As consumers tiptoe back to casual and fast-casual dining, industry observers think Cracker Barrel and Darden Restaurants may be especially well positioned to stoke their appetites.
But the industry continues to struggle. A new report from Datassential says 10.2% of American restaurants -- almost 80,000 -- have closed for good since the pandemic started. Food trucks have been hardest hit, with 22.5% closing. QSR has been the healthiest, losing just 9.8%.
But while casual and fast-casual entries have fared better than some other categories, they’re still getting pummeled. Another new report, this one from Upserve, a restaurant software company, says that while sales plunged as much as 70% back in March 2020, the category recovered to declines of about 50% by July and closer to 40% in September, then softening again through the fall.
Many have seen improvements in the early months of this year, as restrictions ease and consumers seem eager to spend a little stimulus money.
As experts begin to look beyond the pandemic, Cracker Barrel has caught investor’s attention. Known for restaurants sprinkled beside highways throughout the Southeast, it is expanding. And it’s facing a “decent sales trajectory heading into the summer months,” writes analyst Brian Mullan, an analyst who covers the company for Deutsche Bank.

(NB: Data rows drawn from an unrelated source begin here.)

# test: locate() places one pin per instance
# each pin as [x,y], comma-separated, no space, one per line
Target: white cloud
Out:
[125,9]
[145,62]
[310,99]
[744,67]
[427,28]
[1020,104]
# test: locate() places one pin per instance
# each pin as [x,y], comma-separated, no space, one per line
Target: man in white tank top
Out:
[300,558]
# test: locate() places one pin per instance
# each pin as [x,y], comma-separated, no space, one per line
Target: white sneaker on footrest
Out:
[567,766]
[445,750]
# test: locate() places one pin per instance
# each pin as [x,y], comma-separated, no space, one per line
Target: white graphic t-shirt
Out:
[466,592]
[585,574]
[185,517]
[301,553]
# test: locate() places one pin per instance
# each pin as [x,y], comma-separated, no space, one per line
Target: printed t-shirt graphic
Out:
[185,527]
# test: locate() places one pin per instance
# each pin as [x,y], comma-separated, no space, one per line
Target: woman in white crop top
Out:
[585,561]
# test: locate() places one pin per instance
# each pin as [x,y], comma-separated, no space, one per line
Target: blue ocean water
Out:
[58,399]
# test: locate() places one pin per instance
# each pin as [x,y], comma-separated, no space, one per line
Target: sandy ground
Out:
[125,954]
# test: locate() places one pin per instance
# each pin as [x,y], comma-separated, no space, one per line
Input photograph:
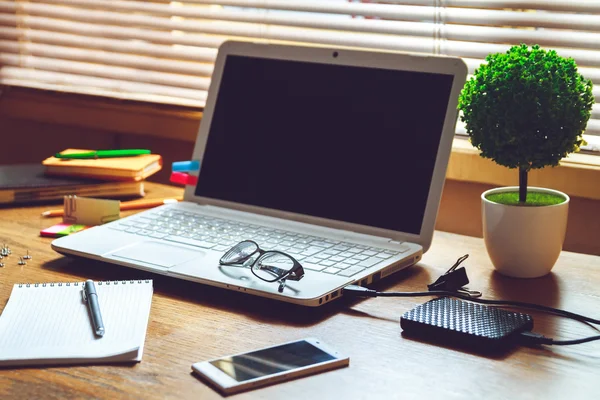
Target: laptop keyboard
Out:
[314,253]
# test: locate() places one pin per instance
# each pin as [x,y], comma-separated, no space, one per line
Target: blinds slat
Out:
[117,46]
[117,32]
[114,85]
[456,48]
[587,6]
[90,56]
[105,71]
[399,12]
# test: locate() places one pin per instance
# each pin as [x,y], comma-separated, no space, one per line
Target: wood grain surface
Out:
[190,322]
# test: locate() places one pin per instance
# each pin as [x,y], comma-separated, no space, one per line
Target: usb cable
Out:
[527,338]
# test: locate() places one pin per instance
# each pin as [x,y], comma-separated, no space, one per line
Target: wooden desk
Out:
[191,322]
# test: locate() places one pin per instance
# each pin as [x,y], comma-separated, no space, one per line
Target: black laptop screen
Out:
[346,143]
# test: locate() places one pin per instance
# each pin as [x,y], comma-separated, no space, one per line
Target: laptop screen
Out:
[352,144]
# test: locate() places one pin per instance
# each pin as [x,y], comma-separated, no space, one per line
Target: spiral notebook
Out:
[49,323]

He initiated coverage of Cracker Barrel this week, issuing a “buy” recommendation. Besides opening more stores, the company also shows potential in its Maple Street Biscuit Company brand, which it bought back in 2019.
While the Lebanon, Tennessee-based chain hasn’t gotten specific about its expansion plans for Maple Street, “Maple Street Biscuit has the potential to take share of a relatively large full-service family-style category. In theory, Cracker Barrel might be getting started with its Maple Street development push at an opportune time.”
Mullan also thinks it stands to gain new customers from the many failed restaurants. And with 83% of its units along interstate highways, it might profit from the pent-up demand for family road trips.
Possible challenges for the company include its tendency to appeal to older consumers, “who may be more sensitive to COVID-related issues as it pertains to feeling comfortable with the idea of dining indoors, even for a period of widespread vaccinations.”
Darden Restaurants, owner of Olive Garden, LongHorn Steakhouse and the Capital Grille, is also getting some notice. Brian Bittner, an analyst who follows the company for Oppenheimer, reiterated his “Outperform” rating, due to its “operational and strategic positioning as the U.S. reopens.”
While cases are rising again, facing the possibility of further closures, Jack Li, Datassential's CEO, sees progress. "This last year has been one of the toughest the restaurant industry has ever faced," he says in the company’s announcement. "But the good news is that the rate of closures is slowing, and the future is bright for those restaurants who have learned to adapt to the host of new challenges facing them in our new normal."